Mauritius-based technology firm Horizon Africa has launched a new platform aimed at educating Africans about blockchain technology and encouraging startups, corporations and public sector institutions to utilise it.

An Ethereum-based Network for Africa

Horizon AfricaHorizon Africa is an Ethereum-based blockchain platform that offers blockchain solutions and facilitates DApp development. The Horizon Africa Blockchain Network (HABN) aims to apply blockchain to a number of industries including fintech, digital healthcare, education, governance and more.

According to the company’s co-founder, Suyash Sumaroo,

“Even though the public Ethereum (blockchain) has been available for years, the blockchain landscape in African countries has not developed much. There is a gap which is being filled by Horizon Africa. Its focus is not about creating a network or increasing the value of its token, but instead to allow people to learn about using the network. Building prototypes and ultimately real solutions is a large part of the mission,” he stated in an ITWeb Africa interview.

To make this dream a reality, Horizon Africa aims to involve African developers in the creation of blockchain solutions. The HABN network will provide a ‘test bed’ for local developers to design and deploy DApps that solve specific challenges in areas such as identity management, land registry, supply chains, gaming, and agriculture.

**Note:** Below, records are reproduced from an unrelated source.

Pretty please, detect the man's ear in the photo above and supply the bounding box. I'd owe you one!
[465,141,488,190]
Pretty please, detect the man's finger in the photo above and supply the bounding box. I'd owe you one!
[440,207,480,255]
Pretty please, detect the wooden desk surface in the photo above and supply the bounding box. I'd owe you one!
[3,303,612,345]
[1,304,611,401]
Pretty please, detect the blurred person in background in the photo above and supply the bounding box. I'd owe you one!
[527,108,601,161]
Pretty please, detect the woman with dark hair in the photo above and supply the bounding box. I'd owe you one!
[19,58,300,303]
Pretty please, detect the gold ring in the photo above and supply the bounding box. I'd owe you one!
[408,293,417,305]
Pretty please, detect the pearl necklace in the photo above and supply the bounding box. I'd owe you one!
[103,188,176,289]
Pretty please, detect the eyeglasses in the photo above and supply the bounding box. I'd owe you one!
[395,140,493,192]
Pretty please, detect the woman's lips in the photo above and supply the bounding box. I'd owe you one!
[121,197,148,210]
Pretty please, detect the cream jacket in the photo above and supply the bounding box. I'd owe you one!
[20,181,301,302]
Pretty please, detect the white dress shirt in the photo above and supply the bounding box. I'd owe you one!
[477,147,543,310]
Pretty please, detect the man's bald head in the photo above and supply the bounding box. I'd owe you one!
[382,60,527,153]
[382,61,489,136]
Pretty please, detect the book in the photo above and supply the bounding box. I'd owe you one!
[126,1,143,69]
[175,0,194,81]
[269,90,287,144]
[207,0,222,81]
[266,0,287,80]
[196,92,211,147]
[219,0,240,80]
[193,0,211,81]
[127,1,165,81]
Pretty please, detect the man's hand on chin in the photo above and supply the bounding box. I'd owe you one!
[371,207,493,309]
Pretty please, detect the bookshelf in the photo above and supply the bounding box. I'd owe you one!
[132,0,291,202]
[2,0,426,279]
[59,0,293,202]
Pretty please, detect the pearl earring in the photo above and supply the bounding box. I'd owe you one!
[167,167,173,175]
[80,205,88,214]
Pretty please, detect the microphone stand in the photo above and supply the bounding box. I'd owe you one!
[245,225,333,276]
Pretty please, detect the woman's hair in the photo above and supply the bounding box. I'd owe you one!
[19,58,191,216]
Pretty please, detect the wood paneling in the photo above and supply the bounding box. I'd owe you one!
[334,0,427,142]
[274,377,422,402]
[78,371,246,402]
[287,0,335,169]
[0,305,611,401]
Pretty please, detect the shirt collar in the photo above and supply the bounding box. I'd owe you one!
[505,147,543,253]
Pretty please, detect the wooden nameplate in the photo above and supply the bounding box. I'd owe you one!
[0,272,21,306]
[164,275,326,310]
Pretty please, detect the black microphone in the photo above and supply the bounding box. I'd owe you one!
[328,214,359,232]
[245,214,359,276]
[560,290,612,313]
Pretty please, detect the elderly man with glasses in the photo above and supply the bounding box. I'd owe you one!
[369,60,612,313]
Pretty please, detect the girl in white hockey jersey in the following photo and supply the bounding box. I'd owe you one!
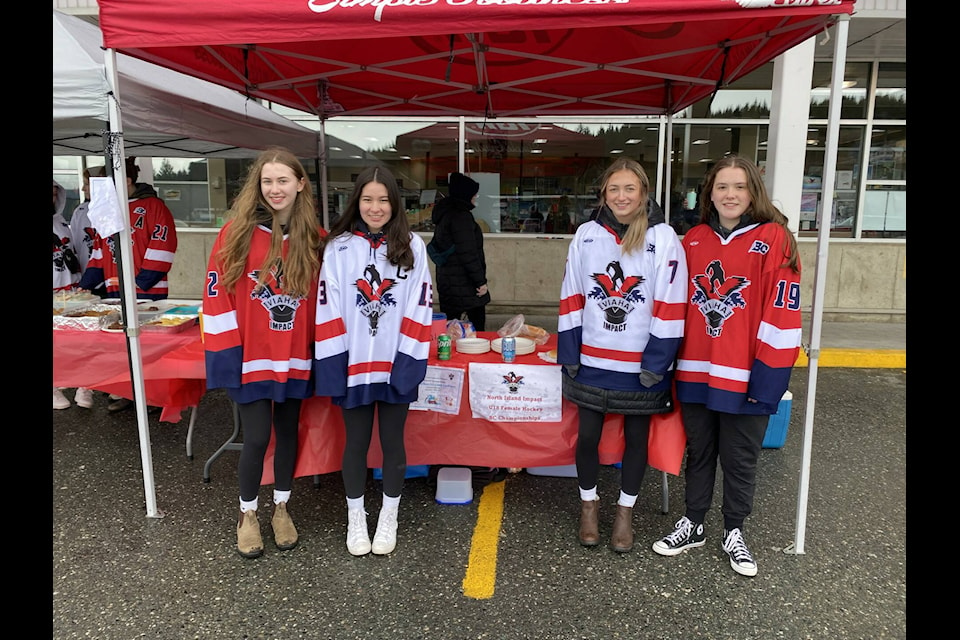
[557,158,687,553]
[314,164,433,557]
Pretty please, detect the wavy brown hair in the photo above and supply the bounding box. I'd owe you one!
[595,157,651,255]
[216,147,322,297]
[697,154,799,272]
[328,164,414,269]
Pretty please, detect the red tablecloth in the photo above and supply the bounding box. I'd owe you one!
[52,325,206,423]
[54,326,673,483]
[267,332,631,484]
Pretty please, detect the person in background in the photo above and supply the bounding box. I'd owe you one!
[78,157,179,412]
[71,166,106,298]
[430,172,490,330]
[557,157,687,553]
[202,147,323,559]
[53,179,90,410]
[652,154,802,578]
[314,164,433,556]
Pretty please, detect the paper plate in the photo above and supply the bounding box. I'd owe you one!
[456,337,491,354]
[491,337,535,356]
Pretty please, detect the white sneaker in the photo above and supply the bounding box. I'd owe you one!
[75,387,95,409]
[371,507,398,555]
[346,508,371,556]
[53,387,71,410]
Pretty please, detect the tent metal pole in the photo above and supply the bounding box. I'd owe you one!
[788,13,849,556]
[318,120,330,230]
[105,48,162,519]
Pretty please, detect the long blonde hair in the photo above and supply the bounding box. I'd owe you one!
[217,147,322,297]
[596,157,650,255]
[698,154,799,272]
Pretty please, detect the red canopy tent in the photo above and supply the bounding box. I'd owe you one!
[95,0,855,553]
[96,0,854,119]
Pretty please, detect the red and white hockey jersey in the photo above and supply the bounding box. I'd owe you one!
[79,185,178,300]
[203,221,320,403]
[675,221,802,415]
[313,231,433,409]
[557,215,687,391]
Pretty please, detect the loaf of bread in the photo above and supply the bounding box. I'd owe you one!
[519,323,549,345]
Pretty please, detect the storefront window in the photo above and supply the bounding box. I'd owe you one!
[796,125,864,237]
[809,62,871,120]
[874,62,906,120]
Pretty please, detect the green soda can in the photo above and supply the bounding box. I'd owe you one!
[438,334,452,360]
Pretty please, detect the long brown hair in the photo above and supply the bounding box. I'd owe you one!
[698,154,799,272]
[596,157,650,256]
[328,164,414,269]
[216,147,322,297]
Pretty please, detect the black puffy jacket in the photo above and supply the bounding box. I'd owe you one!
[431,195,491,312]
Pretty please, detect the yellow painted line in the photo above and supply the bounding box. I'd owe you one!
[795,349,906,369]
[462,478,505,600]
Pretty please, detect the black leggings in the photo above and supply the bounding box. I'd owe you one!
[576,407,651,496]
[237,398,302,502]
[341,401,410,499]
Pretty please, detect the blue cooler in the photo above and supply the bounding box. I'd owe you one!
[372,465,430,480]
[762,391,793,449]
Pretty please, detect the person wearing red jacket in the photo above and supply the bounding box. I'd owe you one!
[203,147,323,559]
[78,157,178,302]
[652,155,802,578]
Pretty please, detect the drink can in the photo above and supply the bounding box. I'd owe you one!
[438,334,452,361]
[501,336,516,363]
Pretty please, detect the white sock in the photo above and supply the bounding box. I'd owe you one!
[618,490,638,508]
[273,489,291,505]
[346,496,365,512]
[239,497,258,513]
[579,486,598,501]
[381,493,401,511]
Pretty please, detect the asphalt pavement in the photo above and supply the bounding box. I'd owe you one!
[51,321,907,640]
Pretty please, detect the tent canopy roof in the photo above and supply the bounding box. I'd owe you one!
[53,9,318,158]
[97,0,855,120]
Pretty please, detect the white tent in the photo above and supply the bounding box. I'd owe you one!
[53,10,318,158]
[53,9,318,519]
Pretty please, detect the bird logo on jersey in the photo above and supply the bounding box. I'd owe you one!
[502,371,524,394]
[588,260,645,331]
[354,264,399,336]
[248,262,302,331]
[691,259,751,337]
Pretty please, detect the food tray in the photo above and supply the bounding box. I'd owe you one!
[53,304,121,331]
[52,291,100,315]
[140,314,199,333]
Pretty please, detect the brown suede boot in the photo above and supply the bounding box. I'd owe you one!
[271,502,299,551]
[579,499,600,546]
[237,510,264,559]
[611,505,634,553]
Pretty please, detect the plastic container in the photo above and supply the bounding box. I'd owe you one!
[435,467,473,504]
[372,465,429,480]
[762,391,793,449]
[526,464,578,478]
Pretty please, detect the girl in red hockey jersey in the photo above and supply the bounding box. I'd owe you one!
[203,147,323,559]
[652,155,802,578]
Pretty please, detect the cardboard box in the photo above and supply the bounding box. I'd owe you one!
[762,391,793,449]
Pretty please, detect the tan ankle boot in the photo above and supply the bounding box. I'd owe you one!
[579,499,600,546]
[611,505,634,553]
[271,502,299,551]
[237,510,264,559]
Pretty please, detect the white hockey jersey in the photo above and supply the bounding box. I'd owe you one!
[313,231,434,409]
[558,215,687,392]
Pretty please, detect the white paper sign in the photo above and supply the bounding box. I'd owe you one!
[468,363,562,422]
[88,177,126,238]
[411,365,464,415]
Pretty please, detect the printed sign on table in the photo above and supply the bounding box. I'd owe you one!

Sumaroo believes the uptake of blockchain-based products in Africa will increase within five years. He argues that Horizon Africa’s platform will play an important role in enabling African companies, startups and governments to learn about the technology, develop an implement blockchain systems.

Investing in Jobs of the Future

The platform launch comes after comments shared by the President of the African Development Bank (AfDB), Akinwumi Adesina, at the 2019 Mo Ibrahim Governance Week, where he urged African governments to move away from “investing in the jobs of the past, but rather in the jobs of the future.”

He stated that Africa should position itself to maximise on the opportunities brought by digital technologies such as blockchain, AI, big data analytics, and 3D printing. Sumaroo mirrors the same belief and reiterates that blockchain technology will play a critical role in industries such as finance, agriculture and the public sector in the future of Africa.